HAVANA, Feb 12 (Tierramérica).- From 1996 to date, more than 80 buildings and three kilometers of walls and fences on the dunes in the resort of Varadero have been demolished as part of an integrated management program.
Another 100 buildings are to be removed from this peninsula of white sands located 140 km from Havana to comply with the plan that so far has affected only the state's holdings, Alfredo Cabrera, from the environment ministry, told Tierramérica.
"In taking a decision, the historical value of the site is considered, and whether it serves an important social function," he added.
Efforts to save Varadero from erosion include hauling in more sand, research on natural recovery of the beach, environmental education of the local community, and restricting new construction to at least 40 meters from the dunes.
Don't Rule Out Aysén Volcano
SANTIAGO, Feb 12 (Tierramérica).- Tremors recorded since Jan. 22 in the southern Chilean city of Aysén are being caused by magma under the sea floor pressing for release, say experts, who are not ruling out the possibility of a volcanic eruption.
"Because there is no evidence of the magma moving laterally or vertically, it is impossible to predict if it will reach equilibrium and begin to cool, or if it will open a passage to reach the surface," Jorge Clavero, head of the applied geology department at the National Geology and Mining Service, told Tierramérica.

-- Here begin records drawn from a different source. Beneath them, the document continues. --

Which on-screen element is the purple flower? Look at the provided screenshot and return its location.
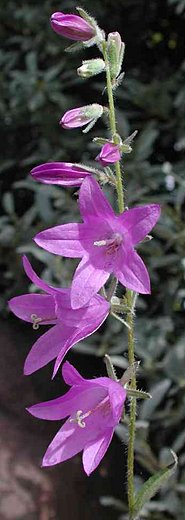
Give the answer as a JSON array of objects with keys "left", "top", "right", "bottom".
[
  {"left": 9, "top": 257, "right": 110, "bottom": 377},
  {"left": 35, "top": 177, "right": 160, "bottom": 309},
  {"left": 51, "top": 12, "right": 96, "bottom": 42},
  {"left": 28, "top": 362, "right": 126, "bottom": 475},
  {"left": 60, "top": 103, "right": 103, "bottom": 129},
  {"left": 30, "top": 162, "right": 91, "bottom": 187},
  {"left": 96, "top": 143, "right": 121, "bottom": 166}
]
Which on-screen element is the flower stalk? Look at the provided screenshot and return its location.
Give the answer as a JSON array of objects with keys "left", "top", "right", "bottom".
[
  {"left": 102, "top": 42, "right": 124, "bottom": 213},
  {"left": 102, "top": 42, "right": 136, "bottom": 519}
]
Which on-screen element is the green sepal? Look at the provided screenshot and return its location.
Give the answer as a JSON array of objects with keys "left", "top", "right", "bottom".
[
  {"left": 65, "top": 42, "right": 83, "bottom": 52},
  {"left": 104, "top": 354, "right": 119, "bottom": 382},
  {"left": 93, "top": 137, "right": 112, "bottom": 146},
  {"left": 76, "top": 7, "right": 97, "bottom": 29},
  {"left": 131, "top": 450, "right": 178, "bottom": 520},
  {"left": 126, "top": 388, "right": 152, "bottom": 399}
]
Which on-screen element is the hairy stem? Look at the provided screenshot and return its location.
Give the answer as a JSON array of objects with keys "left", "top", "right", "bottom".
[
  {"left": 127, "top": 290, "right": 136, "bottom": 518},
  {"left": 103, "top": 42, "right": 124, "bottom": 213},
  {"left": 102, "top": 42, "right": 136, "bottom": 519}
]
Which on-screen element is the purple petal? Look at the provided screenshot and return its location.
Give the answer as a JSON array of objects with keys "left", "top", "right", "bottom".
[
  {"left": 51, "top": 12, "right": 95, "bottom": 41},
  {"left": 53, "top": 313, "right": 107, "bottom": 377},
  {"left": 27, "top": 386, "right": 105, "bottom": 421},
  {"left": 71, "top": 253, "right": 110, "bottom": 309},
  {"left": 118, "top": 204, "right": 161, "bottom": 245},
  {"left": 24, "top": 325, "right": 71, "bottom": 375},
  {"left": 62, "top": 361, "right": 86, "bottom": 386},
  {"left": 9, "top": 294, "right": 57, "bottom": 325},
  {"left": 83, "top": 428, "right": 114, "bottom": 476},
  {"left": 23, "top": 255, "right": 61, "bottom": 296},
  {"left": 34, "top": 221, "right": 88, "bottom": 258},
  {"left": 43, "top": 387, "right": 109, "bottom": 466},
  {"left": 55, "top": 294, "right": 110, "bottom": 328},
  {"left": 79, "top": 177, "right": 115, "bottom": 221},
  {"left": 30, "top": 162, "right": 91, "bottom": 187},
  {"left": 114, "top": 251, "right": 151, "bottom": 294}
]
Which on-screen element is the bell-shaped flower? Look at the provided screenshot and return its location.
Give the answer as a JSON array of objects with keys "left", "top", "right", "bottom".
[
  {"left": 35, "top": 177, "right": 160, "bottom": 309},
  {"left": 30, "top": 162, "right": 91, "bottom": 188},
  {"left": 96, "top": 143, "right": 121, "bottom": 166},
  {"left": 9, "top": 257, "right": 110, "bottom": 376},
  {"left": 51, "top": 12, "right": 96, "bottom": 42},
  {"left": 60, "top": 103, "right": 103, "bottom": 129},
  {"left": 28, "top": 362, "right": 126, "bottom": 475}
]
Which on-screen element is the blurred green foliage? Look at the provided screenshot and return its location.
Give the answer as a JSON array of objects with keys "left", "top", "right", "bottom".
[{"left": 0, "top": 0, "right": 185, "bottom": 520}]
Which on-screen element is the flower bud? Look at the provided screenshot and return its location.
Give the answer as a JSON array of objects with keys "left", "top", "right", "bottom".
[
  {"left": 50, "top": 12, "right": 96, "bottom": 41},
  {"left": 77, "top": 58, "right": 105, "bottom": 78},
  {"left": 30, "top": 162, "right": 91, "bottom": 187},
  {"left": 107, "top": 32, "right": 125, "bottom": 79},
  {"left": 60, "top": 103, "right": 103, "bottom": 129},
  {"left": 96, "top": 143, "right": 121, "bottom": 166}
]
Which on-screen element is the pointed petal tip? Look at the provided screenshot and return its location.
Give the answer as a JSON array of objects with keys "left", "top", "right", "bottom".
[{"left": 23, "top": 361, "right": 34, "bottom": 376}]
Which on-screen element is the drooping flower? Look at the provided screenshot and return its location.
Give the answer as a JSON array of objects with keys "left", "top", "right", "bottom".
[
  {"left": 107, "top": 32, "right": 125, "bottom": 80},
  {"left": 60, "top": 103, "right": 103, "bottom": 130},
  {"left": 96, "top": 143, "right": 121, "bottom": 166},
  {"left": 77, "top": 58, "right": 105, "bottom": 79},
  {"left": 51, "top": 12, "right": 96, "bottom": 42},
  {"left": 30, "top": 162, "right": 91, "bottom": 187},
  {"left": 28, "top": 362, "right": 126, "bottom": 475},
  {"left": 9, "top": 257, "right": 110, "bottom": 376},
  {"left": 35, "top": 177, "right": 160, "bottom": 309}
]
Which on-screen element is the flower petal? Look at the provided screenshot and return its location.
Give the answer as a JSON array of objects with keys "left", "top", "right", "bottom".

The epicenter of the tremors is 20 km northwest of Puerto Chacabuco, on the Aysén fjord, and 10 km deep. Meanwhile, the temblors continue.
Fire Destroys Plain
CARACAS, Feb 12 (Tierramérica).- A fire that started Feb. 2 on La Negra high plain, 600 km southwest of the capital, consumed more than 1,000 hectares of vegetation, Yuri Bermúdez, commander of the local firefighting team, told Tierramérica.
Even with the support of military helicopters, additional firefighters, soldiers and disaster workers, they were unable to contain the blaze that consumed vegetation from river beds, forested areas of Juan Pablo Peñaloza national park, and farmland.
Bermúdez said the unusually warm temperatures for this time of year likely helped ignite the inflammable waste left along the roads of the park by visitors.
Experts at the forestry sciences department at the University of the Andes consulted by Tierramérica refused to put forth hypotheses about the causes of the fire.
Energy for Amazon's Frontiers
RIO DE JANEIRO, Feb 12 (Tierramérica).- Oil from the inaja palm, or great Brazilian palm (Maximiliana regia), will be used to fuel small electrical plants for isolated communities in the Amazonian frontier.
A pilot project capable of supplying 40 families will begin in March in the northern state of Roraima, which borders Venezuela.
"Natural oil will be used, not biodiesel, which requires complex technology for these parts," said Antonio Carlos Cordeiro, head of the Roraima center of EMBRAPA, the national agricultural research agency.
The palm's productivity is not yet known, but it is highly resistant to fire, and 40 to 60 percent of the fruit is oil, Cordeiro told Tierramérica.
Contamination from Mine Confirmed
TEGUCIGALPA, Feb 12 (Tierramérica).- Contamination of the main source of potable water for the Honduran town of Valle de Angeles, 20 minutes from the capital, is the result of waste found at the mouth of a mine that was shut down 50 years ago, according to CESSCO, a contamination control and research center.
CESSCO expert Danelia Sabillón told Tierramérica that the samples tested were taken from one of the openings of a mine operated by the transnational Rosario Mining Company, which is now working a mine in the western Honduran department of Santa Bárbara.
The contamination comes from a high concentration of iron, aluminum and acids, which have caused skin, stomach and respiratory ailments among the residents of Valle de Angeles.
The authorities prohibited consumption of water from the source, after the residents' complaints were made public in the local press two weeks ago. *Source: Inter Press Service.